I think a lot of this could be improved with better automation and, these days, AI-assisted tooling: triage, stale-state detection, reviewer routing, summarizing PRs, identifying likely maintainers, detecting whether feedback is blocking or optional, and helping move ready PRs forward. But too often review is used to police contributors rather than to reduce gatekeeping and help contributions land.

At the scale of Nixpkgs, I don’t think the current model can keep working. We need a new contribution model. Something closer in spirit to the Linux kernel, where ownership, review responsibility, subsystem boundaries, and escalation paths are clearer. Nixpkgs is too large to keep relying on contributors manually begging the right people until something happens.

10 Likes

LLM contributions only make the problem worse. Now there’s a sea of PRs that were not ever written or tested by a human, and you must filter them out.
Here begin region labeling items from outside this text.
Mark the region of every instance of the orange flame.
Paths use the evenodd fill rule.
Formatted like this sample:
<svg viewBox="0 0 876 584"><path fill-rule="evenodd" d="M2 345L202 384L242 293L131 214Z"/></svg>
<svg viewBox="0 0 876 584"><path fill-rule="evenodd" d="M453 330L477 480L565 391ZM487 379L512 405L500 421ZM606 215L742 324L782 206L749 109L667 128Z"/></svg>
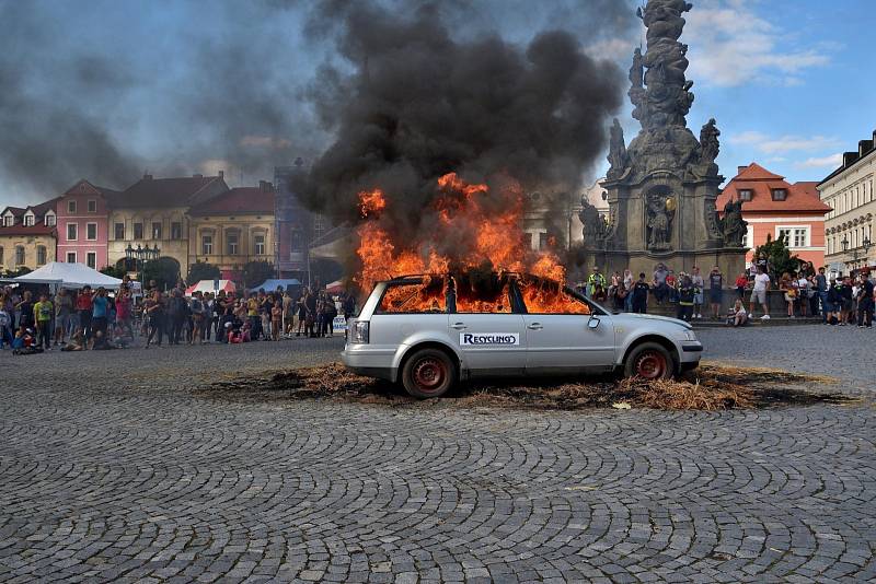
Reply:
<svg viewBox="0 0 876 584"><path fill-rule="evenodd" d="M522 231L523 197L518 187L491 194L487 185L469 184L456 173L438 178L437 186L435 230L412 242L393 241L390 231L381 225L381 211L387 209L382 190L376 188L359 192L359 211L366 221L358 227L357 256L361 270L354 280L362 291L369 292L380 280L405 275L447 275L451 266L466 270L485 262L489 262L497 273L529 272L561 283L565 281L566 270L556 254L550 249L535 252L527 244ZM452 257L439 253L441 244L447 241L465 242L465 252ZM551 238L550 247L555 246L556 241ZM445 290L439 287L429 289L427 293L426 289L427 284L419 291L402 288L385 302L393 306L404 305L402 309L405 311L443 309ZM533 307L545 309L565 305L564 295L556 287L546 290L526 285L521 291L528 306L530 302ZM458 309L510 311L507 293L503 300L502 293L495 292L493 297L484 297L483 291L468 291L458 297ZM574 304L572 299L567 301L569 306ZM576 306L580 309L579 305Z"/></svg>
Being asked to review LLM PRs is honestly exhausting. Why should I read a PR that the author couldn’t be bothered to write.

Rather than adding more LLM noise, making the contribution docs better is extremely higher value. And if LLMs are so good at what it is claimed they do, this would elevate them the same.

17 Likes

This whole thing would be easier to take as constructive feedback if it were less hyperbolic. I’ve had a look at your PR history (I will respect your desire to make anonymous complaints in public, but I’m pretty sure I know the account you’ve been using on GitHub). Your longest-open PR was about 11 months (you closed it yourself). So unless there’s some glitch in the data (possible!), you’ve never had the experience of begging for ‘even years’.

I then tried to look for instances of repeated begging, and couldn’t find too much of that either. How are you doing this? You’re not posting on the Discourse thread (not that this is all that effective, given how people use it; but at least it’d explain to me where this is coming from). Your typical PR consists of you pinging a maintainer once or twice (by which I mean requesting a review or @-mentioning someone) before you get what you need (a review or a merge) or quit.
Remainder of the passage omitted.